DEU EM O ESTADO DE S. PAULO
Historiador avalia que, com eventual vitória de Dilma, grupos do PT vão lutar para criar um Estado autoritário, mas vê sociedade em condições de conter ataque à democracia
Gabriel Manzano
Eleição é sempre uma boa coisa, mas o historiador Boris Fausto, veterano estudioso da política brasileira, acha que a de hoje chega marcada pelo desencanto. Com um eleitorado em sua maioria despolitizado, que nada espera dos políticos. Debates que não esclarecem nem ajudam o cidadão a fazer escolhas. Propagandas que provocam enfado. E além de tudo, o historiador e cientista político da USP vê na candidata Dilma Rousseff (PT), grande favorita a vencer neste primeiro turno, "um nome que não se afirma sozinho", pois "saiu do bolso do colete do presidente da República".
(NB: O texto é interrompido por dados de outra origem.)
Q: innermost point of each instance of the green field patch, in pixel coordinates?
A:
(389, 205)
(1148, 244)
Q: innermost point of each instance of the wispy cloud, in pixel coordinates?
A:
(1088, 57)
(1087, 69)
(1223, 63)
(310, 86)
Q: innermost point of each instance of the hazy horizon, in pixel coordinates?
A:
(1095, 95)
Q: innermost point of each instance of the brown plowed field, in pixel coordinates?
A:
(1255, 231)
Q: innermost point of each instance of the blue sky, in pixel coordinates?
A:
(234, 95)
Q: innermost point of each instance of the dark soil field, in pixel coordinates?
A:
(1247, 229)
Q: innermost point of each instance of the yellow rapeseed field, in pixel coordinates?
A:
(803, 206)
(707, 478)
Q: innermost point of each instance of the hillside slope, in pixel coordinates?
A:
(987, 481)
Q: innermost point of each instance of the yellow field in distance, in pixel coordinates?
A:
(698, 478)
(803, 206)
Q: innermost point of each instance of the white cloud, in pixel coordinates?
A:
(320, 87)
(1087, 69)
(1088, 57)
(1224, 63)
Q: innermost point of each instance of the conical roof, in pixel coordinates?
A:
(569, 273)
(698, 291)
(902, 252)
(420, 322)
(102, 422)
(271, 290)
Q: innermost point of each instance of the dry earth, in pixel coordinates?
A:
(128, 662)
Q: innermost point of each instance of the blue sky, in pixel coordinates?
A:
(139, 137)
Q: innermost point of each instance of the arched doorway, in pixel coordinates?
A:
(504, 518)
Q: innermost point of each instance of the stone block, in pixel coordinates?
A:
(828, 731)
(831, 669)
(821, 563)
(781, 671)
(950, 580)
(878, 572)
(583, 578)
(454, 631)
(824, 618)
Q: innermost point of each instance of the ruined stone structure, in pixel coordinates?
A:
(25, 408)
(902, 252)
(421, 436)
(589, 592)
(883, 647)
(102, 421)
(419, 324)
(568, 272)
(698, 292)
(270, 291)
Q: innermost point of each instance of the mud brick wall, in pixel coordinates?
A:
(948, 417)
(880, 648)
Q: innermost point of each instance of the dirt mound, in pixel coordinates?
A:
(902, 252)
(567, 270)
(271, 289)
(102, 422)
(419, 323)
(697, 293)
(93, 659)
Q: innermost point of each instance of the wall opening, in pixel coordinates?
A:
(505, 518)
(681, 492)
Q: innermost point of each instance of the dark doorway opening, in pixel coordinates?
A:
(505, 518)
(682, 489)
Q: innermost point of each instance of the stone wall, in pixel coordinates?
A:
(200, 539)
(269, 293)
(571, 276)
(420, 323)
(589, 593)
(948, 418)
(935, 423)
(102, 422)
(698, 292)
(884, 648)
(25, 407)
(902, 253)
Se ela vencer, diz o professor, os precedentes mostram que "o País corre, sim, o risco de cair no autoritarismo". Mas a sociedade "chegou a um ponto de alta complexidade e tem condições de enfrentar e conter esses avanços". E a oposição? "Tem de avaliar os erros e recomeçar a assentar tijolos."
Como o sr. vê o País, às vésperas da sexta eleição presidencial seguida?
Uma eleição a mais é sempre algo positivo, mas dá pra perceber, por todo lado, uma certa frieza. Mesmo um partido como o PT não entusiasmou a militância como em outros tempos. Acho que o que há é um desencanto mesmo.
A que se deve isso?
A várias razões. Uma campanha carregada de promessas que despertam um certo enfado, já que a política não é vista como instrumento real de solução dos problemas. As propagandas no rádio e na TV viraram um enlatado, uma chave que qualquer um usa para dizer qualquer coisa. E, além disso, uma candidatura predominante, a da Dilma Rousseff, que saiu do bolso do colete do presidente Lula e que não se afirma sozinha. Do outro lado um adversário, o José Serra, que teve muitos problemas. Grande parte de seus votos é de gente que se habituou a votar na social-democracia ou que é contra o PT. A Marina até trouxe uma certa novidade, mas a estrutura de seu partido é frágil e sua proposta é para o longo prazo.
Percebe-se uma forte despolitização. Isso não foi construído?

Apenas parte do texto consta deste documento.